Drysdale'e göre, Gracie adı Brezilya Jiu-Jitsu ile eşanlamlı hale gelmeden önce, sanat Brezilya'da gözden kaçan öncülerden oluşan bir kadro aracılığıyla zaten kök salmıştı. Mitsuyo Maeda, Belém'e geldi ve bilgisini sadece hevesli Carlos Gracie'ye değil, daha hemen Brezilya'nın ilk gerçek Jiu-Jitsu öğrencilerinden biri olan Jacyntho Ferro gibi yerel sporculara da aktardı. Doğrulanmış bir Maeda öğrencisi olan Donato Pires dos Reis, Rio'da ilk resmi Jiu-Jitsu akademisini açtı ve Carlos Gracie'ye asistan eğitmen olarak başlamasını sağladı, ancak daha sonra bir anlaşmazlık sonrası kayıttan silindi.

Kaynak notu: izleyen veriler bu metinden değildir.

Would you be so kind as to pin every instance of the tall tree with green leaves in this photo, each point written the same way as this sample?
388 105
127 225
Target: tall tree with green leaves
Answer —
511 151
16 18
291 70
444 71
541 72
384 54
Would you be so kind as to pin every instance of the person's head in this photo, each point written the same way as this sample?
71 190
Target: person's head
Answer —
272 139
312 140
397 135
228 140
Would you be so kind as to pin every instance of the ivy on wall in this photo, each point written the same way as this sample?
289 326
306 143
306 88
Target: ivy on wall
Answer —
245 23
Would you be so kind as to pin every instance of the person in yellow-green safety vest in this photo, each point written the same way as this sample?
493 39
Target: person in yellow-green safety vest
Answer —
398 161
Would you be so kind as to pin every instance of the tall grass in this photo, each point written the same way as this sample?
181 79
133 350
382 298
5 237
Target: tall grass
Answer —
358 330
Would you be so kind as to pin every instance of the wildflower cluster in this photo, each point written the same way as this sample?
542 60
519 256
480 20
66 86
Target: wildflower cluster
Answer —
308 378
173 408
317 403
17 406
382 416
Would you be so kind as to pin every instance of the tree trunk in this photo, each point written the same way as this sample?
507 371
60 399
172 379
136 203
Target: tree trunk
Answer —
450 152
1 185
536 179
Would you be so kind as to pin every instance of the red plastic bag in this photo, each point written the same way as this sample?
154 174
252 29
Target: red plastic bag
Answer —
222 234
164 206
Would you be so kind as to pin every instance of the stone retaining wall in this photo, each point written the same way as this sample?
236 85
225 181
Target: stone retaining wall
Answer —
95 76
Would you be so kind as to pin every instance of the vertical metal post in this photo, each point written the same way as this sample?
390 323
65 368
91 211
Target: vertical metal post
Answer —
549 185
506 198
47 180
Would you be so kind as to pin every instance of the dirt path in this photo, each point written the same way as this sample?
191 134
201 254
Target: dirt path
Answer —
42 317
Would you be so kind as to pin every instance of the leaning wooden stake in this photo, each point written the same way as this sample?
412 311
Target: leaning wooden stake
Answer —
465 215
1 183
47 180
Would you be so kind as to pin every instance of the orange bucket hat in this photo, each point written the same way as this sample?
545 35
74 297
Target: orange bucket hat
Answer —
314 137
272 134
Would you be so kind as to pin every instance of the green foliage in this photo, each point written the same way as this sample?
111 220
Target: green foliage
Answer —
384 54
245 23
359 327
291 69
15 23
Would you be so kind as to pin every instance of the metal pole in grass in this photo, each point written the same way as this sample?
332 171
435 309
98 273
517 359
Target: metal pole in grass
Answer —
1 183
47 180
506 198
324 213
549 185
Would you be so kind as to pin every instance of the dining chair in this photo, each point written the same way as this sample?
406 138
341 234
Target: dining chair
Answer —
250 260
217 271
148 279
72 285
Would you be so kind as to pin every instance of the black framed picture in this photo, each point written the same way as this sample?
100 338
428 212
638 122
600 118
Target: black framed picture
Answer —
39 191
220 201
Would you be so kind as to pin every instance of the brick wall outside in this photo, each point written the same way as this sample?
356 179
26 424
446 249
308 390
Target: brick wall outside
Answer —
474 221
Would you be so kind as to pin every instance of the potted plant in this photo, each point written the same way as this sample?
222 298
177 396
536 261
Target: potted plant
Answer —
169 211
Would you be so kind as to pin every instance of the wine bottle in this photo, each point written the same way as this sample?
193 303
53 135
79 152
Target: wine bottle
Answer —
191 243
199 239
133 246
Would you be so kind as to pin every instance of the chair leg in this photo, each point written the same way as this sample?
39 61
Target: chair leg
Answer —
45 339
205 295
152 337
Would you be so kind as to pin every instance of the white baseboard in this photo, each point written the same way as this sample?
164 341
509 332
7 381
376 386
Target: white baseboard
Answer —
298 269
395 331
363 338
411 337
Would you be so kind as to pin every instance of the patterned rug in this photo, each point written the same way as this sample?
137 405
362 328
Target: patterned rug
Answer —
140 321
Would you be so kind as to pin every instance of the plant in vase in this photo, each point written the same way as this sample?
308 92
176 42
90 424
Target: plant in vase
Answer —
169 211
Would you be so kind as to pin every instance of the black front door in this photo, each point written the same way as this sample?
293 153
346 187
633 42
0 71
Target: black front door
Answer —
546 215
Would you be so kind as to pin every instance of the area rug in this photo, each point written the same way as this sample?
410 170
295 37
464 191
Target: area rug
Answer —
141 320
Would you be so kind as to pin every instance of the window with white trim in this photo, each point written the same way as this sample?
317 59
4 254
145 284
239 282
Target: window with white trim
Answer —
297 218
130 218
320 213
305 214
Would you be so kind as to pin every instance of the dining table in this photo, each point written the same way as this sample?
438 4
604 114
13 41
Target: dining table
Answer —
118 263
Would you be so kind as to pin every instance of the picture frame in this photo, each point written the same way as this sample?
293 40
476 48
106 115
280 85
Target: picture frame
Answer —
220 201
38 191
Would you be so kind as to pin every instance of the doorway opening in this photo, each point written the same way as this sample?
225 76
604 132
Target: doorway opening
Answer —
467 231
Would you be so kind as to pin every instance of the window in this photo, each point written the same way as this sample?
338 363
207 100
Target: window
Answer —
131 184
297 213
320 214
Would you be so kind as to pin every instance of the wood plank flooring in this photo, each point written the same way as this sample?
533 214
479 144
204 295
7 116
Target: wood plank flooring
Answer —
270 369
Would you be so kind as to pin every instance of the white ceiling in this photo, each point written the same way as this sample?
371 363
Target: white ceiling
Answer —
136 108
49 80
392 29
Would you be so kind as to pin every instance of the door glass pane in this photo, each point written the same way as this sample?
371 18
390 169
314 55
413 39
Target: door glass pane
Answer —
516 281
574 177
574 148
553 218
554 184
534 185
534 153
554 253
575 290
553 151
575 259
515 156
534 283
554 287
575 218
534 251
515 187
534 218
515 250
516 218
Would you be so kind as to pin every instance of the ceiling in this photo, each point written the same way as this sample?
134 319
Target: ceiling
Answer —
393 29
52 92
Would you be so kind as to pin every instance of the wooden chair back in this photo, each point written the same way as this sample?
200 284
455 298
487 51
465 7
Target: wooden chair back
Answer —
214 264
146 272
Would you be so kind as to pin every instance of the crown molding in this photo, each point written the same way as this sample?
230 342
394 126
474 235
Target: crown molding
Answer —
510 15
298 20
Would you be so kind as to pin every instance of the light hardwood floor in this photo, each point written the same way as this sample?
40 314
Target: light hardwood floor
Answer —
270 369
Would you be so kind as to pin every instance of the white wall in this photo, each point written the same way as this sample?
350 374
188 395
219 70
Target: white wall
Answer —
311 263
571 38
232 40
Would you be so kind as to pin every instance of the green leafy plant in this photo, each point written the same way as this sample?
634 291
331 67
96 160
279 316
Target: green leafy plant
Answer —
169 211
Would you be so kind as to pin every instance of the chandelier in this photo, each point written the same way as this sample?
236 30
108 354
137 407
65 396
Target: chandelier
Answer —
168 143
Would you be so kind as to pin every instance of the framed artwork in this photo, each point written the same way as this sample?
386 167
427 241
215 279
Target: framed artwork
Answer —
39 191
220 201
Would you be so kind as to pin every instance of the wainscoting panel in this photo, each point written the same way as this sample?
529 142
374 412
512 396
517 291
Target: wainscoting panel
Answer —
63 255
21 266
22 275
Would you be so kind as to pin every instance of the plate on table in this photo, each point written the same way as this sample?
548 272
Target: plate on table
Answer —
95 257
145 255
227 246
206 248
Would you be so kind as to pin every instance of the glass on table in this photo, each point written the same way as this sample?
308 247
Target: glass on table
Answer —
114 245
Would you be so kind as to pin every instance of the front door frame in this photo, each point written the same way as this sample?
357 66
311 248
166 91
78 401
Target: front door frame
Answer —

São Paulo'da, Geo Omori halka açık maçlar düzenliyor ve Gracie'ler sahneye çıkmadan çok önce kendi akademisini işletiyordu. Peki, neden yapmasın ki? Brezilya'da, dövüş sanatlarını beraberinde getiren önemli bir Japon göçmen nüfusu vardı.

Bu canlı, tartışmalı, çok kültürlü dövüş gelişimi ortamında, Carlos Gracie, ringdeki zaferden çok daha kalıcı bir şey başardı: bir efsane yarattı.

Hikayeyi basitleştirerek, kendisini Maeda'nın doğrudan koruyucusu ve ailesini sanatın tek temsilcisi olarak çerçeveleyerek, seçici olduğu kadar şık bir soy yarattı. Bazıları daha iyi savaşçılar ve daha köklü eğitmenler olan diğerleri, sessizce dipnotların arasında kayboldu. Kaybettikleri için değil, kaleme sahip olmadıkları, hikayelerini taşa kazımadıkları ve yazdıkları tarihi kontrol etmedikleri için yazıldılar.

Bu, aldatmadan çok tarihsel bir convenience hikayesidir; sanatın kurucuları yavaş yavaş hayaletlere dönüştü ve tek bir soyadı, çok daha karmaşık bir hikayenin düzleştirildiği ve dünyaya satıldığı bir bayrak haline geldi.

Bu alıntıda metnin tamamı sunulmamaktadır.